General News of Wednesday, 22 November 2000

Source: GNA

Economic consultant pessimistic about Ghana's economy

The Executive Director of the Centre for Policy and Economic Analysis (CEPA), Dr Joe Abbey said on Tuesday that the Ghanaian economy cannot support the minimum GDP growth rate of at least seven per cent a year as envisaged in the Vision 2020 document.

"The Ghanaian economy is simply not big enough, by itself to assure such minimum GDP growth rate," he told the Institute of Bankers in Accra. Dr Abbey was delivering a paper on "Foreign Exchange Management and Stability of the Cedi -The Role of the Banking Industry," at the Institute's annual conference.
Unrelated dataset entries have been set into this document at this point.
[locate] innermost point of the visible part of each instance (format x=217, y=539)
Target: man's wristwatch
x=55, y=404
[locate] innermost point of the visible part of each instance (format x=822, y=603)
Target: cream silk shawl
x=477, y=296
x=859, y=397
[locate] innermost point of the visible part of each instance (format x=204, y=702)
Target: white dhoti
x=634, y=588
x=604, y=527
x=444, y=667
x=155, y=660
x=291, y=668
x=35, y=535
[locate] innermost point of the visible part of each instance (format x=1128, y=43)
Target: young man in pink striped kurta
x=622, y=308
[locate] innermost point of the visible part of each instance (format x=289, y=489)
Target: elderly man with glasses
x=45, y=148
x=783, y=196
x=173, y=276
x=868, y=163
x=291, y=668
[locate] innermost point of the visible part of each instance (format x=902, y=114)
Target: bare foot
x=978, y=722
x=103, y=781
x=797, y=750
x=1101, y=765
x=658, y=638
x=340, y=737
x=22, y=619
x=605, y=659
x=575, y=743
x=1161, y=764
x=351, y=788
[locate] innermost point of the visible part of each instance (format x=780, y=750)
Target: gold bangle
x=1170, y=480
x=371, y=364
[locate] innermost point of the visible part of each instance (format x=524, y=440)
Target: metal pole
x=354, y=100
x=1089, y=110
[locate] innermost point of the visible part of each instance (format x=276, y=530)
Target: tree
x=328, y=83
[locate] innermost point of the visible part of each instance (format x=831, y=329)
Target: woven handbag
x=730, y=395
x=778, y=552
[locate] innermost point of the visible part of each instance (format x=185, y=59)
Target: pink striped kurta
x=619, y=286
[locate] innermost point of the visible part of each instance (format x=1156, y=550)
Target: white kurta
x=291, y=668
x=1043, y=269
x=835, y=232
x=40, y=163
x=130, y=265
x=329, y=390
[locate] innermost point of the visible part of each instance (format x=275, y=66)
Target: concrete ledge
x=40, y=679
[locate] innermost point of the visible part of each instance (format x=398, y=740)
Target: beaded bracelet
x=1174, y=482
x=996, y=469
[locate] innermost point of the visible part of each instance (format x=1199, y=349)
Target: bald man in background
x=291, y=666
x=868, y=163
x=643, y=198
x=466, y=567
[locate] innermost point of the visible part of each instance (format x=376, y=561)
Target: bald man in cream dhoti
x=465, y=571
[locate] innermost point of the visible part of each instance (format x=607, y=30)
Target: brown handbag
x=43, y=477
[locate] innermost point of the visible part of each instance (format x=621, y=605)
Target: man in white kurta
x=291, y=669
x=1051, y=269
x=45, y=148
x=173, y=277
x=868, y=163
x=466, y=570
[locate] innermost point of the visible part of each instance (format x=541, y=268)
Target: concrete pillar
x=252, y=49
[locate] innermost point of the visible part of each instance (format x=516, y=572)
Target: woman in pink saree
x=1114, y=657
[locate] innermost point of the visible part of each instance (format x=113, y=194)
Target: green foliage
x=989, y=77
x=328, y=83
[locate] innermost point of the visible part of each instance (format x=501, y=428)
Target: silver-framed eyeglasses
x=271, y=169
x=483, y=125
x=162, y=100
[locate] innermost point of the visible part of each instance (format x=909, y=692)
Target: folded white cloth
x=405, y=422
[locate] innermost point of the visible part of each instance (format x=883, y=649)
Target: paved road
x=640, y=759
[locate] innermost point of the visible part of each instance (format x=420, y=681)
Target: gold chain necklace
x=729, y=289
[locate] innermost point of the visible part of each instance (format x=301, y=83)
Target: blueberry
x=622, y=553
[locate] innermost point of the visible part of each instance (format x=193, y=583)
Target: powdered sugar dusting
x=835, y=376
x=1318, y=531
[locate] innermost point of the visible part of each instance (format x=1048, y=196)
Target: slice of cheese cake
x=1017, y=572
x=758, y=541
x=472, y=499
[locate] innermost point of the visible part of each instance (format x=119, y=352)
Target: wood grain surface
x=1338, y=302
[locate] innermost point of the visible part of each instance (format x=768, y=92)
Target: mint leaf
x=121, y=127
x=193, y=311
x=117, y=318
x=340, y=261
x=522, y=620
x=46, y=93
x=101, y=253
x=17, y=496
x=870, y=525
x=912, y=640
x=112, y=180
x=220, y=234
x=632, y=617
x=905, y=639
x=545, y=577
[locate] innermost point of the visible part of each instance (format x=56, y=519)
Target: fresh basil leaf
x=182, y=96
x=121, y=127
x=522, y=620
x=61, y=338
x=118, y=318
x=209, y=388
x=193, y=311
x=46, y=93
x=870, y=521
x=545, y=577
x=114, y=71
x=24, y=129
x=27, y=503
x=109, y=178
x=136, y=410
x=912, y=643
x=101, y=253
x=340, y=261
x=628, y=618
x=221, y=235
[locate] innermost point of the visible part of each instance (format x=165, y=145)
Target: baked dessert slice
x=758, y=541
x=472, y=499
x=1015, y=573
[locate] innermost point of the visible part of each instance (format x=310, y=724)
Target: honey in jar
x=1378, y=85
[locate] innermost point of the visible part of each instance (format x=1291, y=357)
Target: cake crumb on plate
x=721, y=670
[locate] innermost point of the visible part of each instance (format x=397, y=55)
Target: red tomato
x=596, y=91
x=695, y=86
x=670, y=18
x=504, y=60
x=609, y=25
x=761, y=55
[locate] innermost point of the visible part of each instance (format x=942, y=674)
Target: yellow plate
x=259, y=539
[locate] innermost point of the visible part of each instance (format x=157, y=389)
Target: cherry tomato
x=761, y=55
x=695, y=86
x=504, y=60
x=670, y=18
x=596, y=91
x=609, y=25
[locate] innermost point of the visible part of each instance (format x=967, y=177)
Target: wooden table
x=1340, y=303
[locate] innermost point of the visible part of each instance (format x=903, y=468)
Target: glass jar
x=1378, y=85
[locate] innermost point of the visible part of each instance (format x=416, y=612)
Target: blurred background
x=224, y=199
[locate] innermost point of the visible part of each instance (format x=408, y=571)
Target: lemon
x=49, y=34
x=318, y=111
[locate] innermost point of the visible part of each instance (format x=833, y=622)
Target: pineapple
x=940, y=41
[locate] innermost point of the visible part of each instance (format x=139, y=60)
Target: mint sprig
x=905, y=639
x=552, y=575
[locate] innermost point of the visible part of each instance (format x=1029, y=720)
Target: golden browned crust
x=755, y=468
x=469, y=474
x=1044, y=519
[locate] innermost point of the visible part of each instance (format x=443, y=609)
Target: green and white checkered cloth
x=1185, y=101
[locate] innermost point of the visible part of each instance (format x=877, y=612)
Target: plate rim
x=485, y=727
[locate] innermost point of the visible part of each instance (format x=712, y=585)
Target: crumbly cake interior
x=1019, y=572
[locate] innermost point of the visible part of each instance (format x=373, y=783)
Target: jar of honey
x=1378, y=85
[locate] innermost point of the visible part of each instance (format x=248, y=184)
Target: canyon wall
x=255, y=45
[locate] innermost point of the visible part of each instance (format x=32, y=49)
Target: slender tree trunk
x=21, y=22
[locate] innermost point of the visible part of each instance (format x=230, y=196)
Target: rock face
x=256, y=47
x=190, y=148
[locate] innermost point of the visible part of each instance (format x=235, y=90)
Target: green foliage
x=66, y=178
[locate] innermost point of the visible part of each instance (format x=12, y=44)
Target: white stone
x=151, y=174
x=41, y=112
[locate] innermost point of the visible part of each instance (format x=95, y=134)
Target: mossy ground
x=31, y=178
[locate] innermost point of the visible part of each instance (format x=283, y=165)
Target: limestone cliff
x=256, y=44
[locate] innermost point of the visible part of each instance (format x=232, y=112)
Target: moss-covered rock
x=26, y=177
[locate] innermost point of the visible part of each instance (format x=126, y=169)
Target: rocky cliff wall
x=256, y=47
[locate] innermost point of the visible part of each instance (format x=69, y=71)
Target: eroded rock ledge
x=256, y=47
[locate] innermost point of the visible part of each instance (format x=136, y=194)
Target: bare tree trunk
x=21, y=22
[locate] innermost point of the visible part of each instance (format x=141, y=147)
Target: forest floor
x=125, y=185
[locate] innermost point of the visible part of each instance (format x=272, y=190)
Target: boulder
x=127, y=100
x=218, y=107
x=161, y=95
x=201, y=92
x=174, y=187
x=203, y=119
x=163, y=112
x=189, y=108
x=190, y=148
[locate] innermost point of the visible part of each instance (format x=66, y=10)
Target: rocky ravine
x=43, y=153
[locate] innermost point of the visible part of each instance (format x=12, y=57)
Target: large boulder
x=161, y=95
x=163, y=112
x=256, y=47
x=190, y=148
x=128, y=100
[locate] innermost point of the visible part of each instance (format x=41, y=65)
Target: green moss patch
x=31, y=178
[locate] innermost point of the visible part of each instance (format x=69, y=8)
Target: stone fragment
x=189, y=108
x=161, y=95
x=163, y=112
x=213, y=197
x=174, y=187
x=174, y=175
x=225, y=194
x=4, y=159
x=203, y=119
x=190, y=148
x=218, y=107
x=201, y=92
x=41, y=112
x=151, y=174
He said the structure of production, consumption and the low level of technological advancement indicates that, Ghana would continue to import most of her raw materials, technological know-how and educational materials to upgrade the technical and managerial capabilities of its human resource needed to ensure a private sector led growth.

To sustain these programmes, however he said, depends on the development of the requisite export earning capability, especially in the non-traditional export sector. Dr Abbey said annual growth rates of at least 15 per cent in earnings in the non-traditional export sector would make the goals achievable and lay a firm basis for the attack on poverty.

He said inconsistency in macro-economic policy has led to loss of international trade competitiveness and growth in imports to the detriment of the domestic competing industries. Dr Abbey advocated consistent macro policies and appropriate regulatory framework to ensure sustainable growth through productivity.

Such policies will improve risk management and allow for gradual dismantling of capital controls and the development of more resilient and competitive financial and corporate sectors.

On investment, Dr Abbey underscored the need for a growth enhancing investment that would assure the productive potential of the economy and create employment. He urged the banks to be at the forefront of the mobilisation of savings and channelling of investment resources.

Dr Abbey said while financial savings from banks could be transferred to alternative uses, such as consumer credit, industrial investment credit and public sector borrowing, the balance of the use of these savings choices would determine the kind of society and economy.